Pada tahun 1885, langkah pertama menuju perpecahan terjadi ketika Kuyper dan para pendukungnya mengeluarkan pengaduan resmi mengenai praktik-praktik liberalisasi di dalam Gereja Reformed Belanda. Keluhan mereka tidak pernah mendapat dukungan luas di dalam gereja, dan pada musim dingin tahun 1885-1886, seruan untuk melakukan perpecahan semakin kuat di antara sejumlah besar jemaat konservatif, yang sebagian besar berada di daerah Veluwe dan di tempat lain di wilayah yang sekarang disebut sebagai Dutch Bible Belt.
Jemaat pertama yang memisahkan diri adalah Kootwijk, pada tanggal 7 Februari 1886 mengangkat seorang pendeta yang dilatih di Universitas Bebas Amsterdam tanpa menunggu izin dari klasisnya. Keesokan harinya, jemaat di Voorthuizen mengikuti langkah ini.
Jemaat-jemaat yang memisahkan diri bersatu dalam Gereja Reformed Jerman Rendah (Dolerende) (Nederduits Gereformeerde Kerk (Dolerende)). Nederduits Gereformeerde Kerk adalah nama resmi Gereja Reformasi Belanda hingga tahun 1816 dan dengan nama ini, gereja-gereja yang memisahkan diri ingin menunjukkan bahwa mereka menganggap diri mereka sebagai kelanjutan yang sah dari gereja yang sangat terkemuka di Republik Belanda. Akhiran (Dolerende), yang berarti 'mereka yang merasakan berduka', ditambahkan untuk menunjukkan ketidaksetujuan mereka dengan Gereja Reformed Belanda.
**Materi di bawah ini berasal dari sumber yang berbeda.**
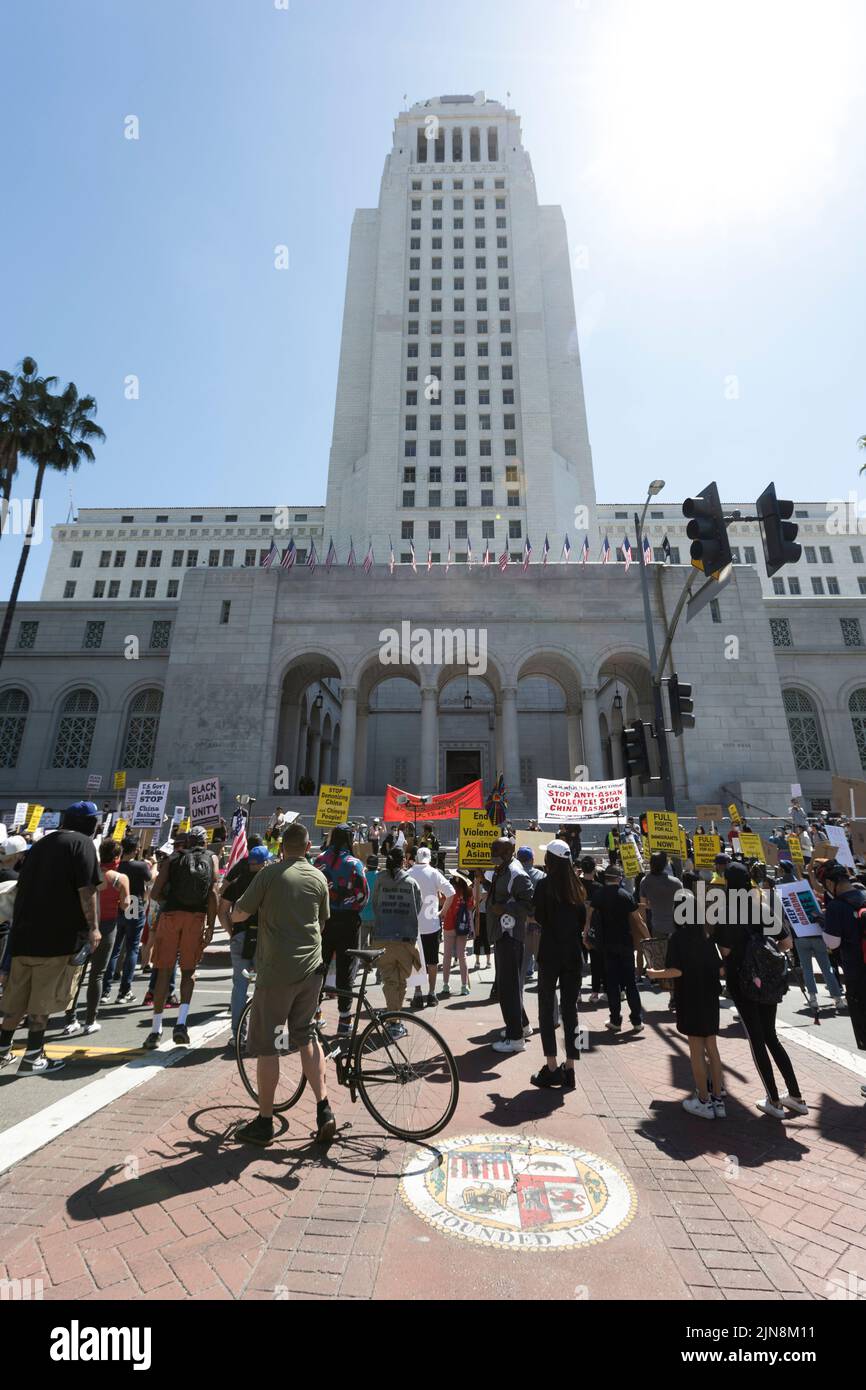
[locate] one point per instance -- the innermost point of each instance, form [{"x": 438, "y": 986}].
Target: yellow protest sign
[
  {"x": 706, "y": 848},
  {"x": 332, "y": 805},
  {"x": 663, "y": 831},
  {"x": 631, "y": 861},
  {"x": 751, "y": 845},
  {"x": 476, "y": 840}
]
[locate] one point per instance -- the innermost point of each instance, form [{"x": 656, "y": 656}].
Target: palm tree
[
  {"x": 21, "y": 402},
  {"x": 60, "y": 441}
]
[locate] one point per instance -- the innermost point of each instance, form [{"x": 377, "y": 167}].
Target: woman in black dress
[{"x": 692, "y": 962}]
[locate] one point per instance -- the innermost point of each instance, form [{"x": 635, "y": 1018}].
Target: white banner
[
  {"x": 570, "y": 802},
  {"x": 149, "y": 805},
  {"x": 205, "y": 802}
]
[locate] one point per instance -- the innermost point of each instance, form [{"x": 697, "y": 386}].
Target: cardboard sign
[
  {"x": 631, "y": 861},
  {"x": 332, "y": 808},
  {"x": 476, "y": 838},
  {"x": 706, "y": 848},
  {"x": 205, "y": 802},
  {"x": 663, "y": 831},
  {"x": 570, "y": 802},
  {"x": 149, "y": 805},
  {"x": 840, "y": 799}
]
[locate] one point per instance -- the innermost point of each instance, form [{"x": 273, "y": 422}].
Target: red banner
[{"x": 402, "y": 805}]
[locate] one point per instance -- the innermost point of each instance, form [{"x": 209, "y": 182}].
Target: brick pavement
[{"x": 150, "y": 1198}]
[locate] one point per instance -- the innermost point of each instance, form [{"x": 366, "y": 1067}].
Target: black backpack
[
  {"x": 763, "y": 975},
  {"x": 191, "y": 876}
]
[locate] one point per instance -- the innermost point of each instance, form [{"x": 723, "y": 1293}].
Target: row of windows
[
  {"x": 77, "y": 726},
  {"x": 851, "y": 630},
  {"x": 806, "y": 737}
]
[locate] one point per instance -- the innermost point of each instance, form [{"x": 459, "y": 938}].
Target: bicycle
[{"x": 398, "y": 1058}]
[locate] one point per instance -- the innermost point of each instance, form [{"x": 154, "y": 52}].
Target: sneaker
[
  {"x": 327, "y": 1125},
  {"x": 704, "y": 1109},
  {"x": 772, "y": 1108},
  {"x": 257, "y": 1132},
  {"x": 39, "y": 1065},
  {"x": 545, "y": 1079},
  {"x": 794, "y": 1102}
]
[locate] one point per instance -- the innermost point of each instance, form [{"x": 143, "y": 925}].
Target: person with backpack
[
  {"x": 755, "y": 970},
  {"x": 186, "y": 894}
]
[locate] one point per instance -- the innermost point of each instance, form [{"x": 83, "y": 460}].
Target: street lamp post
[{"x": 667, "y": 788}]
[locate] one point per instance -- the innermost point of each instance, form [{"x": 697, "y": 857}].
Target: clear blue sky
[{"x": 709, "y": 160}]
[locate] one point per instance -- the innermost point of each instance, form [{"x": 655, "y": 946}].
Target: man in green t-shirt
[{"x": 291, "y": 898}]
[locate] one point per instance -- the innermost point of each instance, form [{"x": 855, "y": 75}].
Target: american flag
[{"x": 239, "y": 849}]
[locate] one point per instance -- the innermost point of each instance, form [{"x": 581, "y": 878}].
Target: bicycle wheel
[
  {"x": 409, "y": 1084},
  {"x": 291, "y": 1075}
]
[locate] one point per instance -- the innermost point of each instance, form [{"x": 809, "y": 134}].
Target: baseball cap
[
  {"x": 559, "y": 848},
  {"x": 13, "y": 845}
]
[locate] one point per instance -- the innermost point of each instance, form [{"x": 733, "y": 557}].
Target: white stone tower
[{"x": 459, "y": 405}]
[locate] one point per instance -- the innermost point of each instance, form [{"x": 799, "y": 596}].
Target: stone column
[
  {"x": 348, "y": 722},
  {"x": 510, "y": 740},
  {"x": 592, "y": 736},
  {"x": 430, "y": 740}
]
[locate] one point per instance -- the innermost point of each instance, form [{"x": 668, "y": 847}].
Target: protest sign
[
  {"x": 663, "y": 831},
  {"x": 570, "y": 802},
  {"x": 205, "y": 801},
  {"x": 332, "y": 808},
  {"x": 476, "y": 838},
  {"x": 149, "y": 805}
]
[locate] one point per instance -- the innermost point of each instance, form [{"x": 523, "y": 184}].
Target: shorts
[
  {"x": 430, "y": 945},
  {"x": 274, "y": 1005},
  {"x": 39, "y": 984},
  {"x": 178, "y": 933}
]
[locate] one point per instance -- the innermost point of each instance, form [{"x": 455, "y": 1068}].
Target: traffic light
[
  {"x": 681, "y": 705},
  {"x": 708, "y": 533},
  {"x": 635, "y": 749},
  {"x": 779, "y": 534}
]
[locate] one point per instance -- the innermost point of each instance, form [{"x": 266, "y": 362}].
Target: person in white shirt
[{"x": 435, "y": 893}]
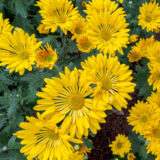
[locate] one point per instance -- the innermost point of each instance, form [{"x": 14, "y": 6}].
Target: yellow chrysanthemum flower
[
  {"x": 44, "y": 140},
  {"x": 121, "y": 145},
  {"x": 120, "y": 1},
  {"x": 154, "y": 78},
  {"x": 154, "y": 54},
  {"x": 145, "y": 44},
  {"x": 149, "y": 17},
  {"x": 5, "y": 27},
  {"x": 85, "y": 43},
  {"x": 18, "y": 51},
  {"x": 156, "y": 30},
  {"x": 131, "y": 156},
  {"x": 46, "y": 57},
  {"x": 83, "y": 3},
  {"x": 67, "y": 99},
  {"x": 135, "y": 54},
  {"x": 42, "y": 30},
  {"x": 142, "y": 115},
  {"x": 109, "y": 32},
  {"x": 77, "y": 156},
  {"x": 154, "y": 99},
  {"x": 111, "y": 80},
  {"x": 133, "y": 38},
  {"x": 78, "y": 27},
  {"x": 57, "y": 13},
  {"x": 152, "y": 135},
  {"x": 96, "y": 7}
]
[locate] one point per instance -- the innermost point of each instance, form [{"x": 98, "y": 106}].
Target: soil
[{"x": 115, "y": 124}]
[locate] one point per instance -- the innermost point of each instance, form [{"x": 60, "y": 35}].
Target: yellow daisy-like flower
[
  {"x": 96, "y": 7},
  {"x": 18, "y": 51},
  {"x": 133, "y": 38},
  {"x": 142, "y": 115},
  {"x": 77, "y": 156},
  {"x": 78, "y": 27},
  {"x": 120, "y": 1},
  {"x": 157, "y": 30},
  {"x": 42, "y": 30},
  {"x": 111, "y": 80},
  {"x": 131, "y": 156},
  {"x": 154, "y": 99},
  {"x": 57, "y": 13},
  {"x": 154, "y": 78},
  {"x": 5, "y": 27},
  {"x": 149, "y": 17},
  {"x": 109, "y": 32},
  {"x": 83, "y": 3},
  {"x": 152, "y": 135},
  {"x": 85, "y": 43},
  {"x": 44, "y": 140},
  {"x": 67, "y": 99},
  {"x": 46, "y": 57},
  {"x": 154, "y": 55},
  {"x": 121, "y": 145},
  {"x": 135, "y": 54},
  {"x": 145, "y": 44}
]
Kemudian pada tahun 1886, Kuyper dan para pendukungnya menduduki Nieuwe Kerk di Amsterdam, tempat kedudukan badan pengurus Gereja Reformed, untuk memaksa penyelesaian konflik atas properti gereja yang terjadi setelah Doleantie. Pada bulan Juli 1886, para dolerenden harus menerima keputusan yang merugikan mereka.
Pada tahun 1892, Nederduits Gereformeerde Kerken (Dolerende) bergabung dengan Gereja Reformasi Kristen di Belanda (hasil dari Afscheiding) untuk membentuk Gereja-gereja Reformasi di Belanda (GKiN).